The significance of Good Friday
Have you ever wondered why Christian schools get a week-long holiday ahead of Good Friday?
Here's what you need to know about Good Friday and what it means to most Christians.
Good Friday is a crucial day for Christians across the globe as it commemorates the crucifixion of Jesus Christ at Calvary and is observed during Holy Week "on Friday preceding Easter Sunday".
It is perceived as a day of mourning and penance and is also called 'Holy Friday', 'Silent Friday', 'Easter Friday', or 'Great Friday'.
This year, Christians will observe Good Friday on April 2, albeit with a few restrictions given the ongoing COVID-19 pandemic.
The entire holy week for Christians initiated with Palm Sunday(March 29) and will end on Easter Monday on April 5.
Likewise, Easter Monday is termed as 'Bright Monday' or 'Renewal Monday'.
Why is the day of 'Crucifixion of Jesus Christ' called Good Friday?
Good Friday is an important part of Christianity as it celebrates what they believe to be the most pivotal day in history.
On Good Friday, Jesus willingly suffered and died to atone for the sins of man.
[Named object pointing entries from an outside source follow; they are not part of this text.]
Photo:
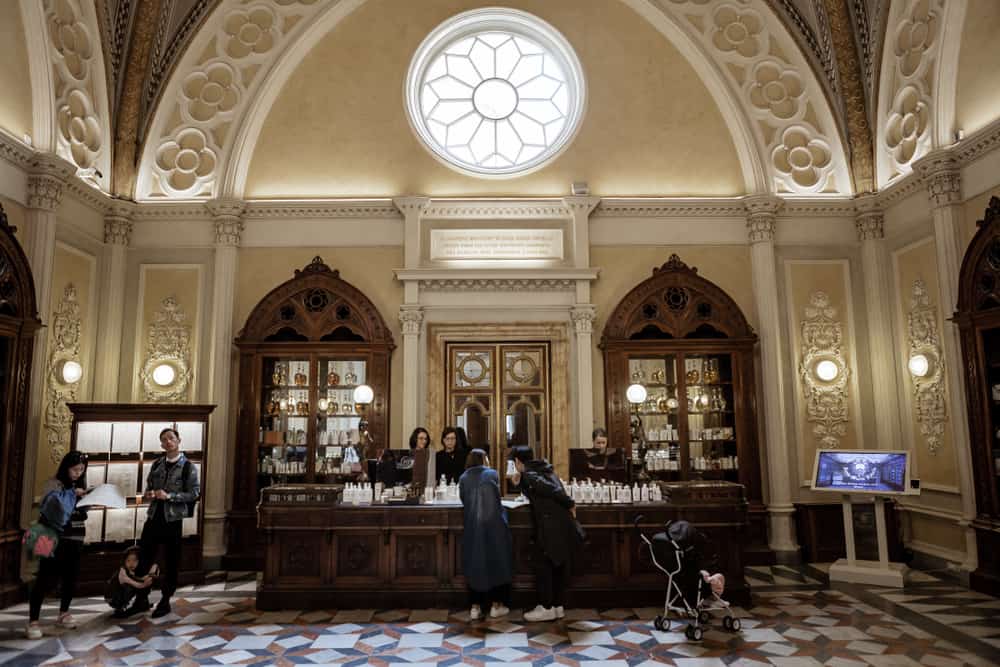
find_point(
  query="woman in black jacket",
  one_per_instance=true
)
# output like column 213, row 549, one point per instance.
column 554, row 514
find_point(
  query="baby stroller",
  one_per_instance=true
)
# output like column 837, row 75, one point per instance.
column 677, row 552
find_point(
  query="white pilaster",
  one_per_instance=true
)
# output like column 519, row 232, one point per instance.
column 761, row 220
column 228, row 218
column 107, row 367
column 46, row 184
column 410, row 319
column 881, row 342
column 941, row 173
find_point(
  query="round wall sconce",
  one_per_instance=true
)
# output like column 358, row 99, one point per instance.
column 164, row 375
column 364, row 394
column 636, row 393
column 71, row 372
column 919, row 365
column 826, row 370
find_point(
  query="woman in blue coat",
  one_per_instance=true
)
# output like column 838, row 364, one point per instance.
column 487, row 557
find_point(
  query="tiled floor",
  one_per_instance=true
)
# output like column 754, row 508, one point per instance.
column 798, row 620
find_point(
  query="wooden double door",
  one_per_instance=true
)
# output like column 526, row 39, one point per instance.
column 499, row 393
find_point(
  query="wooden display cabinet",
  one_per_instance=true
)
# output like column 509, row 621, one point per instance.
column 688, row 343
column 978, row 318
column 304, row 349
column 122, row 441
column 18, row 324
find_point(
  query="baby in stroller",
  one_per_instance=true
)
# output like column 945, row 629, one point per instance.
column 681, row 553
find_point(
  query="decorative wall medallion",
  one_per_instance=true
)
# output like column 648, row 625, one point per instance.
column 168, row 342
column 929, row 401
column 64, row 347
column 825, row 390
Regardless of the origin, the name Good Friday is entirely appropriate because the suffering and death of Jesus, as gruesome as it was, marked the dramatic culmination of God's plan to save his people from sin.
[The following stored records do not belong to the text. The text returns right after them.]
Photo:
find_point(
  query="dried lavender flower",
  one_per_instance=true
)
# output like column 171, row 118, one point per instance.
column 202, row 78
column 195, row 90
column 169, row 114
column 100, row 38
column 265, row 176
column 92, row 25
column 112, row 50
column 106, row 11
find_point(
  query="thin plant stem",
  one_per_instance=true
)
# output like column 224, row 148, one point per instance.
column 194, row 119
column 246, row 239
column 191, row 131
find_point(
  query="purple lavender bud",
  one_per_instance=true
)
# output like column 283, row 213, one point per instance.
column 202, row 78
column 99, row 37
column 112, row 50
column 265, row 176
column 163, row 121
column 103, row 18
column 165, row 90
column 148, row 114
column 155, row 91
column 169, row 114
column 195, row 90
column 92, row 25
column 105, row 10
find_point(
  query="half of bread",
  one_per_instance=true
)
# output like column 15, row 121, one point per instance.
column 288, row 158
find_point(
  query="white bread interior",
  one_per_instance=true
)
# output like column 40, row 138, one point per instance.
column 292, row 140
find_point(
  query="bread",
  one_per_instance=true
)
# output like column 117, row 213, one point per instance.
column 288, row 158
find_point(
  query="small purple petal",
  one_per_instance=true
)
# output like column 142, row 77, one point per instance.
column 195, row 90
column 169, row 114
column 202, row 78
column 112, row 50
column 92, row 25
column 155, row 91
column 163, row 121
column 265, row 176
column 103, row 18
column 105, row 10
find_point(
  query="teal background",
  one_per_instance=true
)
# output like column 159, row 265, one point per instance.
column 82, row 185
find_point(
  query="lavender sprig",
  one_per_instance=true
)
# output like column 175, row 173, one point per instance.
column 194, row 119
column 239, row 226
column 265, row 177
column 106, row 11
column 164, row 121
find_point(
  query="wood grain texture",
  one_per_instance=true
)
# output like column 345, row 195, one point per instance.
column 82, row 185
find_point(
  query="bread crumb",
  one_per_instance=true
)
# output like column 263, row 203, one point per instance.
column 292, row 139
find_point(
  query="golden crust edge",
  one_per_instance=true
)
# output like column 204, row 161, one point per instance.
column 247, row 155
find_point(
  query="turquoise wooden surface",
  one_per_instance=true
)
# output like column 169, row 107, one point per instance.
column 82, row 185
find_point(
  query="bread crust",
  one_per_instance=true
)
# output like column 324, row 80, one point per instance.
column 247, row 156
In short, Jesus' death saved mankind.
The essence of Easter
Easter, also called Pascha or Resurrection Sunday, commemorates the resurrection of Jesus from the dead.
The resurrection established Jesus as the Son of God and reconciled man to his creator.
Jesus Christ lived a life in complete submission to the will and desires of God. He lived a life devoted to God.
Perhaps if we let all these prevail in our hearts and lives, we'd be closer to understanding the spirit of Easter. There would be no time for revelry, carousing, and other forms of debauchery.
And with that said, we wish you all a glorious Easter.